L’article L 121-8 du code de la consommation dispose que :

« toute publicité qui met en comparaison des biens ou services en identifiant implicitement ou explicitement un concurrent ou des biens ou services offerts par un concurrent, n’est licite que si :
1° elle n’est pas trompeuse ou de nature à induire en erreur,
2° elle porte sur des biens ou services répondant aux mêmes besoins ou ayant le même objectif,
3° elle compare objectivement une ou plusieurs caractéristiques essentielles, pertinentes, vérifiables et représentatives de ces biens ou services offerts, dont le prix peut faire partie … ».

Les parties s’accordent pour reconnaître que le contrat Cler proposé par l’Agipi et le contrat multi supports proposé par l’Afer « répondent aux mêmes besoins et objectif » au sens de ces dispositions légales.

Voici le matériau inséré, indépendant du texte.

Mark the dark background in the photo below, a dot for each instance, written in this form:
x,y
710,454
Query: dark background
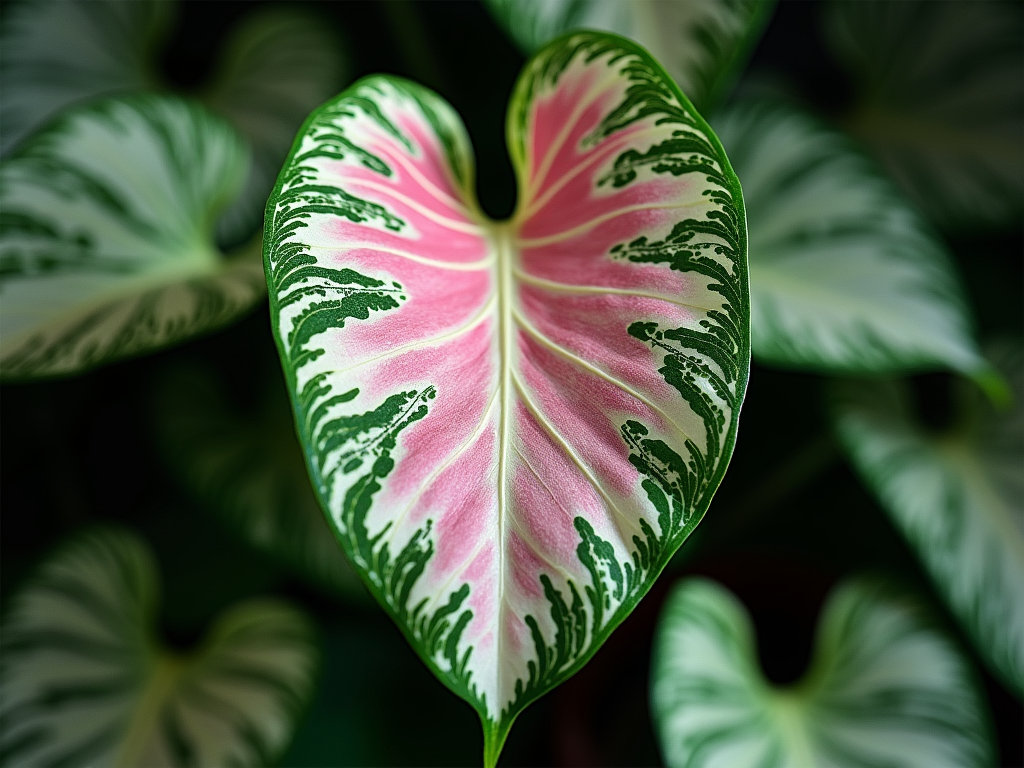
x,y
791,519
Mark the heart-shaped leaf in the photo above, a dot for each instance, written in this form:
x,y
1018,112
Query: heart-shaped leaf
x,y
247,466
513,425
845,276
107,239
84,682
885,687
276,66
957,496
701,44
940,100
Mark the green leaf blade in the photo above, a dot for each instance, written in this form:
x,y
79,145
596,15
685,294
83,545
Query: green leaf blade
x,y
84,682
955,497
247,466
940,101
107,246
845,276
702,45
513,425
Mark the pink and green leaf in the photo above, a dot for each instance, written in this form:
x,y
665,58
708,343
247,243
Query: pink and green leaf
x,y
512,426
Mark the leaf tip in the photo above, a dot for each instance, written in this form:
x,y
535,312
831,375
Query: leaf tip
x,y
495,734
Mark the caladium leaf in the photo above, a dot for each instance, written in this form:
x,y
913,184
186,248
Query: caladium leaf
x,y
885,687
276,66
845,276
940,100
247,466
107,240
59,52
701,44
513,425
956,495
83,680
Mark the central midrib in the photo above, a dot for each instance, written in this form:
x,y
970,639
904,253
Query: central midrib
x,y
502,236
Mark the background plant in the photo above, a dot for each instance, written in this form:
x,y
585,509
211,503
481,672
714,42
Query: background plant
x,y
779,525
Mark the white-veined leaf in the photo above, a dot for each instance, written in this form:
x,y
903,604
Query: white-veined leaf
x,y
84,681
957,496
885,687
276,66
701,43
247,466
940,100
105,236
513,425
845,276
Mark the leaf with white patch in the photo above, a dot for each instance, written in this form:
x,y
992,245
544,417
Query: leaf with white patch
x,y
246,465
957,495
885,687
276,65
845,276
701,44
940,100
83,680
513,425
107,246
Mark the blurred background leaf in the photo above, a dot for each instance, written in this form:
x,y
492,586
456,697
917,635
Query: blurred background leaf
x,y
246,465
276,65
956,492
940,100
702,45
107,241
85,681
845,276
884,687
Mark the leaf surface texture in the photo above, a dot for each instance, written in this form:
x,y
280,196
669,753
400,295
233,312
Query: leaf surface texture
x,y
512,426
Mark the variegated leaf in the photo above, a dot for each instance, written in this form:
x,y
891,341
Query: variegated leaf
x,y
885,687
276,66
246,465
83,680
940,100
105,236
701,43
957,496
513,425
845,276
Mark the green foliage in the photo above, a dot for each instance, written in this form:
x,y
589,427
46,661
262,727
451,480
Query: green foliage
x,y
116,205
940,101
885,686
702,45
845,276
275,66
85,681
956,495
247,467
107,247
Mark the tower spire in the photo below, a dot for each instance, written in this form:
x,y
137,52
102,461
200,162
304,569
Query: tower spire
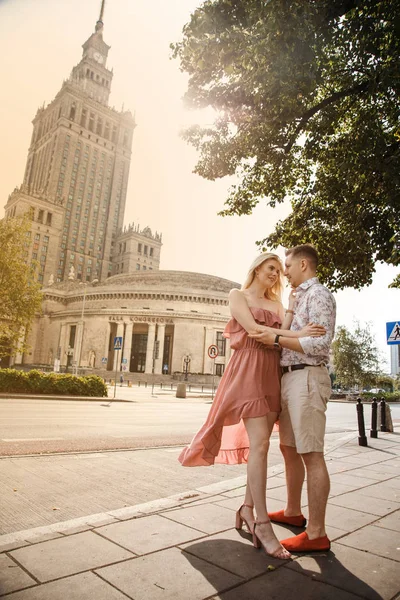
x,y
99,24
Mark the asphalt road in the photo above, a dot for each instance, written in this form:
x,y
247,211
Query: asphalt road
x,y
51,426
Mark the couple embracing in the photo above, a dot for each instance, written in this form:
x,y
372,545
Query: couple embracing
x,y
278,371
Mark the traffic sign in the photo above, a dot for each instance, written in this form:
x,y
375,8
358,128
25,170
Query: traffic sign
x,y
213,351
117,343
393,333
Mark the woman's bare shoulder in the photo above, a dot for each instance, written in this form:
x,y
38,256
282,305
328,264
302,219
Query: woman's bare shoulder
x,y
236,293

En revanche, l’examen du « comparateur » critiqué révèle que l’Afer qui, tout en indiquant avoir procédé de la façon la plus objective possible, assistée d’un cabinet d’actuaires, n’a pas nié les difficultés de l’exercice et a admis avoir dû faire un certain nombre d’hypothèses de travail, a notamment raisonné à partir d’un versement unique de 10 000 € sur une durée de 8 ans, fait des hypothèses de rentabilité moyenne, sélectionné deux types d’unités de compte comparables à celle se l’Afer (actions France et actions zone euros) et dessiné trois grands profils d’investissement (70% fonds garanti et 30% unités de compte ; 100 % fonds garanti ; 100% unités de compte).

Ce faisant, elle n’a pas comparé objectivement des caractéristiques essentielles, pertinentes, vérifiables et représentatives des contrats d’assurance-vie offerts en France dès lors que l’hypothèse qu’elle a retenue d’un investissement unique sur une durée contractuelle de huit ans :
– ne correspond guère au comportement habituel des assurés des contrats testés dont la plupart a une durée viagère ; or l’amortissement des frais varie en fonction de la durée de l’immobilisation des fonds,
– occulte totalement la commercialisation des nombreux contrats à versement libres ou périodiques.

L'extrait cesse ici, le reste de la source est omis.